Poco fa stavo leggendo dei commenti in un blog e ho esclamato: oddio, siamo ancora alla diatriba tra pensiero e linguaggio. All’assioma banale che “il pensiero non è possibile se non in forma di linguaggio”. Bestie! La coscienza, tratto specificatamente umano, dove cazzo l’avete dimenticata?
Né i pensieri né il linguaggio formano di per sé un proprio regno, essi sono soltanto la manifestazione della vita reale. Ma senza coscienza, il linguaggio e il pensiero restano a livello del branco.
Dov’è finita la coscienza reale, quella praticata da ciascuno di noi? Il bisogno di stabilire rapporti con individui della collettività, i soli che spingono all’appropriazione ed al perfezionamento di questo strumento, il linguaggio; ed il suo grado di appropriazione e di perfezionamento definisce, insieme alle possibilità reali, anche gli orizzonti e le forme possibili della coscienza reale, pratica, di ciascuno e di tutti.
Al grado zero c’è la coscienza del gregge, niente più che un istinto cosciente, una coscienza puramente animale della natura.
Gli individui appropriandosi del linguaggio si mettono in grado di agire e moltiplicare i loro rapporti entro la formazione sociale e con la natura circostante, e per questa via si allontanano sempre più dalla loro animalità originaria. Oppure vogliamo rimanere alla disputa trita e ritrita se viene prima la maionese e poi la gallina, e viceversa?

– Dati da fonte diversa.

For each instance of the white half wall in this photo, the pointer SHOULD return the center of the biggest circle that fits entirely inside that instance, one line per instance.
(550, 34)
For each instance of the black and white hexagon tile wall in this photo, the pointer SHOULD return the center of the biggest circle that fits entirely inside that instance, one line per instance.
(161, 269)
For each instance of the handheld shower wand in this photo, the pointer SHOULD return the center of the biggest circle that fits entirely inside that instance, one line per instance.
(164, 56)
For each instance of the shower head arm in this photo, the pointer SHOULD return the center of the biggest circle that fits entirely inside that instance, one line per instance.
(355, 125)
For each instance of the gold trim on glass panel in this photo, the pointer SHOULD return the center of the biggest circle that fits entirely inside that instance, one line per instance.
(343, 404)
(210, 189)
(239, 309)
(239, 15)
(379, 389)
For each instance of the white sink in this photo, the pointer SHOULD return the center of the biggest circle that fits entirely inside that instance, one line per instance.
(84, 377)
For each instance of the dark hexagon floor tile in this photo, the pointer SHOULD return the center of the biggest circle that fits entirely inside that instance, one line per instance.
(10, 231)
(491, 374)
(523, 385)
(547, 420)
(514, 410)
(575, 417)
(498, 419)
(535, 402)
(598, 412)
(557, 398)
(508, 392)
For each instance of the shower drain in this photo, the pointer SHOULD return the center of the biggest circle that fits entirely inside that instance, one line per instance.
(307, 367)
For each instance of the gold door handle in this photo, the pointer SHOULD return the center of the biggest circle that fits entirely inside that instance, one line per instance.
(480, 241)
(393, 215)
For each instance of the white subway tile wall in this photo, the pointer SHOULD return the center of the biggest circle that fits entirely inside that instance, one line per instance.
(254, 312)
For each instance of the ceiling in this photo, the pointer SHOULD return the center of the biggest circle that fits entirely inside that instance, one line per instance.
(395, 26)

Rapporti sociali, dicevo, che denotano un processo che non si dà nel regno animale, un processo essenzialmente umano. La specificità del linguaggio umano consiste nell’essere una forma fondamentale dell’attività umana: attività verbale di pensiero che produce informazione extra-genetica in forma materiale di segno per soddisfare un bisogno essenziale del collettivo: la produzione di quei soliti stramaledetti rapporti sociali.